Nothing in the court record indicates whether the other attorneys involved in the case or even the judge knew that Easterly and Fayard have had a longstanding relationship.

Last week, Easterly recommended that Fayard and three other lead plaintiffs’ lawyers receive $12 million in legal fees, plus expenses for their role in handling the suit. That figure, which comes on top of the 35-40 percent contingency fees lawyers already set to receive for representing individual class members, comprises 28 percent of the total damage award, causing some observers and class members to criticize it as excessive.

In a brief to Zainey, Easterly justified his fee recommendation.

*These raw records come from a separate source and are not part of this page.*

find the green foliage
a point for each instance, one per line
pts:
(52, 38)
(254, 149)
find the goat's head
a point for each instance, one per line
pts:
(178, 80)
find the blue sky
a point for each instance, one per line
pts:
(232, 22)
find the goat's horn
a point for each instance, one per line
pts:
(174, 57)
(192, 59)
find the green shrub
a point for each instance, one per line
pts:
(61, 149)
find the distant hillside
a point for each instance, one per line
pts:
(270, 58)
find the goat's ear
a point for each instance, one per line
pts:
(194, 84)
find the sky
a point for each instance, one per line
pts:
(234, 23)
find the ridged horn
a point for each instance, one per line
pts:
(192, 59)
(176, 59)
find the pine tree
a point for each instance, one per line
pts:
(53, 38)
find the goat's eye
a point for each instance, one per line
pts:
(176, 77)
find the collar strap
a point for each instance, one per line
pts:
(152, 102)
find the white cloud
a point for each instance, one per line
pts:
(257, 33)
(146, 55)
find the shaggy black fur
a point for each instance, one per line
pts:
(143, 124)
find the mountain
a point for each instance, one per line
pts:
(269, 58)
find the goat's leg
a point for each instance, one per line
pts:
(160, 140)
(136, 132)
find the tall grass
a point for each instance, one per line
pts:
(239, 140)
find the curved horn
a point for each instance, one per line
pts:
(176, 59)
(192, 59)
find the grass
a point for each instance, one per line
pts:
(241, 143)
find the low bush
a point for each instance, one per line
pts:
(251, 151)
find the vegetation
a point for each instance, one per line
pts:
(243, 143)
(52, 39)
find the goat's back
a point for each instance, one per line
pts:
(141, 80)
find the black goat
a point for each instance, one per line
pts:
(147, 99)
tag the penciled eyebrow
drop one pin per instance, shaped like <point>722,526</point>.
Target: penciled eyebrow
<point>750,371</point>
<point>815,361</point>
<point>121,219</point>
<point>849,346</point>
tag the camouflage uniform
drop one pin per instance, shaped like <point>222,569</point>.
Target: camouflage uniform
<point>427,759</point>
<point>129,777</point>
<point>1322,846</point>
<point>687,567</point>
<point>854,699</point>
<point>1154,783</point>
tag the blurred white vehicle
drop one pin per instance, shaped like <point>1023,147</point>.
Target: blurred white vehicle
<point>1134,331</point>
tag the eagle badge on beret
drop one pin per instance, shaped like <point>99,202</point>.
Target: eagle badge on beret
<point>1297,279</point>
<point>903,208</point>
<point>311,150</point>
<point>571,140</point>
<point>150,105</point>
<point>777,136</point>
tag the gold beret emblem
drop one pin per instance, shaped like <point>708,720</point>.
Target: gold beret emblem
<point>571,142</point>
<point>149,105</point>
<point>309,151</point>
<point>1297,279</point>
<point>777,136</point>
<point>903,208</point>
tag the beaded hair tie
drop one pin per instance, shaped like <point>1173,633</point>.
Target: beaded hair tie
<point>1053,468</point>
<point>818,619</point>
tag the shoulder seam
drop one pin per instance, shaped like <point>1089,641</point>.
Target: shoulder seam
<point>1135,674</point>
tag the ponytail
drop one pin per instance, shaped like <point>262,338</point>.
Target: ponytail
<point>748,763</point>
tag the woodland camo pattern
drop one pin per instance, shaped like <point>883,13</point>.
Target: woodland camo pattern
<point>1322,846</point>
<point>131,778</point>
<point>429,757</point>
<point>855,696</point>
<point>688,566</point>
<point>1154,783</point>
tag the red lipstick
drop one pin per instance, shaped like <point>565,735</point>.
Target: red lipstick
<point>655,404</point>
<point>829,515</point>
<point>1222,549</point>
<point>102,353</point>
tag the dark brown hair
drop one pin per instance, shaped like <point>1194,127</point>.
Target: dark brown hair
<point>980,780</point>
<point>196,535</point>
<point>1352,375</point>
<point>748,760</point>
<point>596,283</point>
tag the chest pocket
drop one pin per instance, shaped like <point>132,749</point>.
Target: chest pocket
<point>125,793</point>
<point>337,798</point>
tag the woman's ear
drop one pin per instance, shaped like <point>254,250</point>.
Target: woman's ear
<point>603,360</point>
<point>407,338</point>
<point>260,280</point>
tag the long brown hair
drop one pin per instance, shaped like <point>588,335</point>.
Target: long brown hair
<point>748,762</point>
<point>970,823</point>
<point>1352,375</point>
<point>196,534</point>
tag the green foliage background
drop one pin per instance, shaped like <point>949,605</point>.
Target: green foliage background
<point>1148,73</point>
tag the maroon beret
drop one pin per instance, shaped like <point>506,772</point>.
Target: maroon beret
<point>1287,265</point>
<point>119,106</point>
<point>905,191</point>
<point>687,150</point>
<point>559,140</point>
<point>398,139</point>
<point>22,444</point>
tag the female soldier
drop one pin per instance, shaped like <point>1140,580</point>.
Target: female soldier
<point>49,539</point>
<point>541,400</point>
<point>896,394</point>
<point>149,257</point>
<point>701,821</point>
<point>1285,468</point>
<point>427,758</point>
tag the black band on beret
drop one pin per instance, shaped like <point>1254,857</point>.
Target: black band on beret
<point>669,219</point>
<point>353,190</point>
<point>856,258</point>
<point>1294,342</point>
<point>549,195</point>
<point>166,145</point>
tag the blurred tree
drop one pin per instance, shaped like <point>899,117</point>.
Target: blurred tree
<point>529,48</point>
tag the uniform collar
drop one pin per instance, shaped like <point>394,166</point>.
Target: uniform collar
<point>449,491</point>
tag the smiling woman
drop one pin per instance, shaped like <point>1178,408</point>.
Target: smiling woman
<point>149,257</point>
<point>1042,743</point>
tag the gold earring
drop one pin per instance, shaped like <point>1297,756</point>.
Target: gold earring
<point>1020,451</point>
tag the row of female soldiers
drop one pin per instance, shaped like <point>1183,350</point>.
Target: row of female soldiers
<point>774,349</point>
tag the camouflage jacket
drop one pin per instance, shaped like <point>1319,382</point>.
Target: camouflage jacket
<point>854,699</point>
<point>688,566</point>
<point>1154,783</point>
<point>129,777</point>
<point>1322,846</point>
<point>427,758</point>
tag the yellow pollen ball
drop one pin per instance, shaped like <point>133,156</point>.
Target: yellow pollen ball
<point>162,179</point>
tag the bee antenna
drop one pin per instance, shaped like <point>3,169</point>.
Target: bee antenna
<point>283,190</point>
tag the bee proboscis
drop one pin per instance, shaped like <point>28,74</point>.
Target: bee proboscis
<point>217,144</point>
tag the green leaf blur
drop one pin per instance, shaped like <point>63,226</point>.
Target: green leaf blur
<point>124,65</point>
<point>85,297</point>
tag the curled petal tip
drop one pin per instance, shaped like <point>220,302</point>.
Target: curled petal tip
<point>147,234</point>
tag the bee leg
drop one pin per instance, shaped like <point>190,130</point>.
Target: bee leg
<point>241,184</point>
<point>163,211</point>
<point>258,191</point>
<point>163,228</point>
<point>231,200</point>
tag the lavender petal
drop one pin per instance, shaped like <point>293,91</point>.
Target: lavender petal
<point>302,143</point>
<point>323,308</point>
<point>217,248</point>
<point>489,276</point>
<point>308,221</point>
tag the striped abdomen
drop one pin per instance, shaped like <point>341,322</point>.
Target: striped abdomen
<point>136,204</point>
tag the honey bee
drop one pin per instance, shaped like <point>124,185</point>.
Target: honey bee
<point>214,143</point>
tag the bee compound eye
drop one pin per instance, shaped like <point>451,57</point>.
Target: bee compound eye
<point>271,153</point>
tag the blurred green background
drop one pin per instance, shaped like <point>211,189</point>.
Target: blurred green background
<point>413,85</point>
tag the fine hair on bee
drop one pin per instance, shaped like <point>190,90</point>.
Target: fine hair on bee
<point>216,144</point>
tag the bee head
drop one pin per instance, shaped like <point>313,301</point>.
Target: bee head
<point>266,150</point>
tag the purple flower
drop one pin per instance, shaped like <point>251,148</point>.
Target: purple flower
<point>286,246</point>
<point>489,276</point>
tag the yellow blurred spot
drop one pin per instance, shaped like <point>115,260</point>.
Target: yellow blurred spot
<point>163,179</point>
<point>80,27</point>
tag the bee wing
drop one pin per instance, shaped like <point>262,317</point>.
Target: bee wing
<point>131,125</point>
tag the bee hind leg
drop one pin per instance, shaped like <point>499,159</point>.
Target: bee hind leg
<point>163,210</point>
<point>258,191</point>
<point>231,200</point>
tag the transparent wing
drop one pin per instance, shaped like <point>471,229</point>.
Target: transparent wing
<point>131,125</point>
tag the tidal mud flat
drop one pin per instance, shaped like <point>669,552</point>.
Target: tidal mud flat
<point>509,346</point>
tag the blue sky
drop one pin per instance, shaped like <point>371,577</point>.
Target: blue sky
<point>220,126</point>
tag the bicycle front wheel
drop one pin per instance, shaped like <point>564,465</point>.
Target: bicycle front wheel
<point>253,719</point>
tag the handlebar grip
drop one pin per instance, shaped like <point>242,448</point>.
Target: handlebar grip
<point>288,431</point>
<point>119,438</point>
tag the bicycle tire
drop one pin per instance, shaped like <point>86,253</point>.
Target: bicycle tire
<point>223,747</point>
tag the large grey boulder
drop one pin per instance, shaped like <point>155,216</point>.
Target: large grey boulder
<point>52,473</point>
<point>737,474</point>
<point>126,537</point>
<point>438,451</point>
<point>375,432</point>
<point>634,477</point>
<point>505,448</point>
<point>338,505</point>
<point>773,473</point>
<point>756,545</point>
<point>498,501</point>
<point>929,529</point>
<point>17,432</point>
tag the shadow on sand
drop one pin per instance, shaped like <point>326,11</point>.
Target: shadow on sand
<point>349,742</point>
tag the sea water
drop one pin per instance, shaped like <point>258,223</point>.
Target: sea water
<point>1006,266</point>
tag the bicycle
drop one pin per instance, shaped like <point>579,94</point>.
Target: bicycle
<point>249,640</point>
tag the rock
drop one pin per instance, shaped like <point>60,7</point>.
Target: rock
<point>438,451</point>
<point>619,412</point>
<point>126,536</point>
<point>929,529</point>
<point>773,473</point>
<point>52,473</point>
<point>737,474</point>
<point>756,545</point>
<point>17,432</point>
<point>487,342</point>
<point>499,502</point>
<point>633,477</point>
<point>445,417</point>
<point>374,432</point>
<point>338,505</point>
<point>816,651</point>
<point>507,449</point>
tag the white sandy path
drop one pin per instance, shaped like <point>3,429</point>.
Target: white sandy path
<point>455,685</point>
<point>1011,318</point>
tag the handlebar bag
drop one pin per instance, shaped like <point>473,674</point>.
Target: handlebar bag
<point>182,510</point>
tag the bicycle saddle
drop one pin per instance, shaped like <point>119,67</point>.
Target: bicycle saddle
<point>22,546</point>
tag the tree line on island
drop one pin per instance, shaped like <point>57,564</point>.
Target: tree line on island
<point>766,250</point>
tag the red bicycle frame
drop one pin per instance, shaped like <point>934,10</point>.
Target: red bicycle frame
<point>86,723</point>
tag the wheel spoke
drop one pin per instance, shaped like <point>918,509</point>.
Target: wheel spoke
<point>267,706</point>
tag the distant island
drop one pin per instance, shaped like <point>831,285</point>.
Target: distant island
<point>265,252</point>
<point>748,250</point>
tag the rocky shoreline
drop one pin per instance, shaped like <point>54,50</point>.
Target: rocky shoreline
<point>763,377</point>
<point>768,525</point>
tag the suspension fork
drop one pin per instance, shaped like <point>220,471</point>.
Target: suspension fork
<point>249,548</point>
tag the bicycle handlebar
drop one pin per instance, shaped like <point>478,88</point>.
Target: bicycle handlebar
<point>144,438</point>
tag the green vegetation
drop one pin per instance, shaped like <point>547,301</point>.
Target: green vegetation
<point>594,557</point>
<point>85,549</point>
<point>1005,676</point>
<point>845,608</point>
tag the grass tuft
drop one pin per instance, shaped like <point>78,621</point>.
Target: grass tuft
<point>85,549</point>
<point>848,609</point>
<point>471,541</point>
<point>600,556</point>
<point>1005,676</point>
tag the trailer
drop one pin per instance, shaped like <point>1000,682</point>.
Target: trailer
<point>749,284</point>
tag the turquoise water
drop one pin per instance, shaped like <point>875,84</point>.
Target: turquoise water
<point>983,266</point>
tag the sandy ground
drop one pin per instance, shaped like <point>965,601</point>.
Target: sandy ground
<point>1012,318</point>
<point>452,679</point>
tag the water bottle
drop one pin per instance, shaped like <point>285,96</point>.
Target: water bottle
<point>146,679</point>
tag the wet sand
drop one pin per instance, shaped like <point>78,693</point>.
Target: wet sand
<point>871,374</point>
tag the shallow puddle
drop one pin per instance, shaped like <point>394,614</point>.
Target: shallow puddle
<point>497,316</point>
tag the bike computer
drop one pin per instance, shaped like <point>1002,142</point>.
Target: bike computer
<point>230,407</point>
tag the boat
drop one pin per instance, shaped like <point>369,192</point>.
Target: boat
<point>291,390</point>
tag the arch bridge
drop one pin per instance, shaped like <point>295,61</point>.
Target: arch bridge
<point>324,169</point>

“[I]t is my observation that Class Counsel were confronted with an extraordinary dynamic—the Bayou Corne Sinkhole—which caused evacuation of the Class Area, uprooting families from each other and their community, with an overwhelming set of ‘unknowns,’ not the least of which was the uncertain future of their homes,” Easterly wrote. “Class Counsel undertook the equivalent of four plus years effort and incurred enormous expense with no guarantee of return. They had to coalesce and come together, almost as if forming a new law firm, agree on a plan, divide the work, and get it done.”

According to workload figures cited by Easterly, the $12 million fee works out to a rate of about $1,300 an hour for Fayard and the three other supervising lawyers.

As special master, Easterly will eventually make a recommendation on his own pay, for which he has earmarked about $1.4 million for in addition to associated expenses. Traditionally, the decision on how much to pay the special master in a mass tort case must be ratified by the supervising attorneys.

Zainey has set today as the deadline for objecting to the $12 million fee recommendation.

(Editorial note: An earlier version of this story erroneously stated that Texas Brine is a subsidiary of Occidental Petroleum whereas the two are actually separate, unrelated entities. Also, Texas Brine was operating a brine mine, not storing petrochemical prooducts in the salt dome. The errors have been corrected in the text.)